Draft Models — Model Optimization for Local Inference (Chapter 8)

Draft model selection fundamentally determines speculative decoding performance. The relationship between draft and target models involves architecture compatibility, parameter size ratios, and capability overlap.

Architecture matching maximizes KV cache sharing. When draft and target share the same attention implementation, the target model can reuse draft model's computed keys and values for accepted tokens. This reduces memory bandwidth by up to 50% for accepted tokens.

Parameter size ratios typically range from 1:10 to 1:5 (draft:target). A 70B target commonly uses a 7B draft. Larger drafts (e.g., 13B) sometimes outperform 7B drafts when their accuracy justifies the additional computation per speculation round.

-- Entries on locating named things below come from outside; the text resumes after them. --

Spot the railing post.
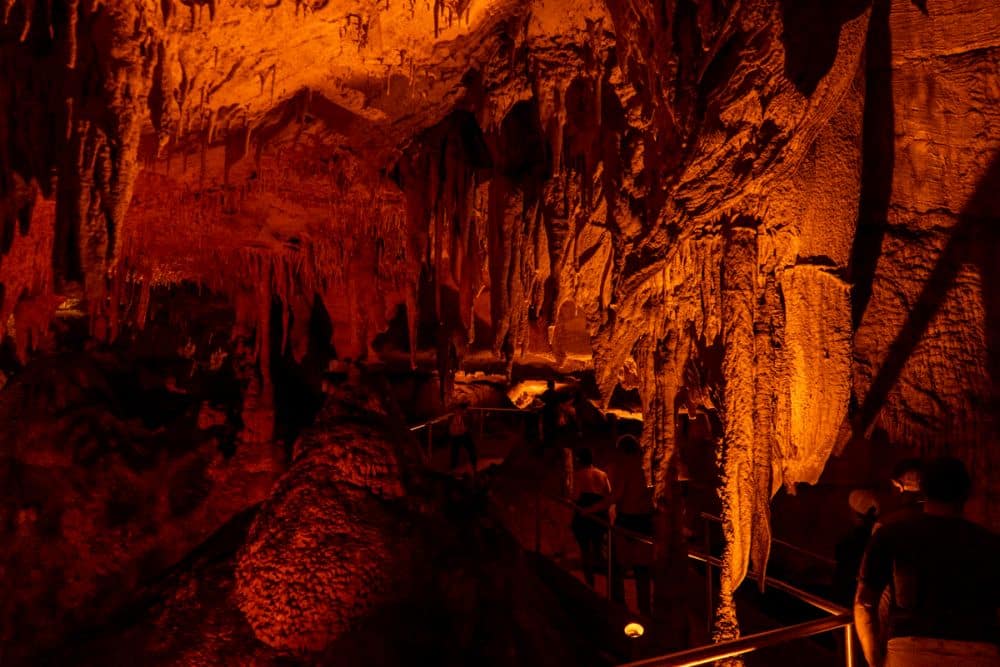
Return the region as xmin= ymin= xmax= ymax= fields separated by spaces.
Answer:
xmin=608 ymin=525 xmax=615 ymax=600
xmin=844 ymin=625 xmax=854 ymax=667
xmin=703 ymin=519 xmax=715 ymax=635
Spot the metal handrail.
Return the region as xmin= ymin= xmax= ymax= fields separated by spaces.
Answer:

from transformers import AutoModelForCausalLM, AutoTokenizer

# Draft model configuration for coding tasks
draft = AutoModelForCausalLM.from_pretrained(
    "codellama/CodeLlama-7b-Python-hf",
    torch_dtype=torch.float16,
    device_map="auto"
)

# Target model for production inference
target = AutoModelForCausalLM.from_pretrained(
    "codellama/CodeLlama-70b-Python-hf",
    torch_dtype=torch.float16,
    device_map="auto"
)

# Verify architectural compatibility
assert draft.config.hidden_size == target.config.hidden_size
assert draft.config.num_attention_heads == target.config.num_attention_heads
# Different vocab_size OK if using unified tokenizer

Training a custom draft model can exceed pre-trained model performance by 5-15% acceptance rate improvement. The training dataset should match the target's distribution—code drafts for code targets, prose drafts for language models.

# Draft model training configuration
from transformers import TrainingArguments

training_args = TrainingArguments(
    output_dir="./draft-model",
    num_train_epochs=3,
    per_device_train_batch_size=8,
    gradient_accumulation_steps=4,
    learning_rate=1e-4,
    weight_decay=0.01,
    warmup_ratio=0.1,
    # Critical: Match target's training distribution
    dataset_text_field="text",
    max_seq_length=2048,
)

KV cache sharing across draft-target pairs requires vLLM or custom implementations. The draft computes attention states once; the target reuses them for accepted tokens rather than recomputing.

# vLLM speculative decoding with KV cache sharing
from vllm import LLM, SamplingParams

llm = LLM(
    model="meta-llama/Llama-2-70b-hf",
    speculative_model="meta-llama/Llama-2-7b-hf",  # Draft model
    num_speculative_tokens=4,  # Draft tokens per round
    tensor_parallel_size=2,    # Multi-GPU
)

results = llm.generate("Write Python code for quicksort", SamplingParams(temperature=0))

Failure modes to anticipate:

Draft divergence: Draft models that diverge significantly from the target's predictions cause low acceptance rates. Monitor accept_rate during inference—below 0.5 indicates problematic divergence.

Context sensitivity: Some drafts perform well on short contexts but degrade on long contexts. Test acceptance rates across your expected context length range.

Tokenizer mismatch: Different tokenizers cause subtle acceptance failures. Always verify vocabulary compatibility before deployment.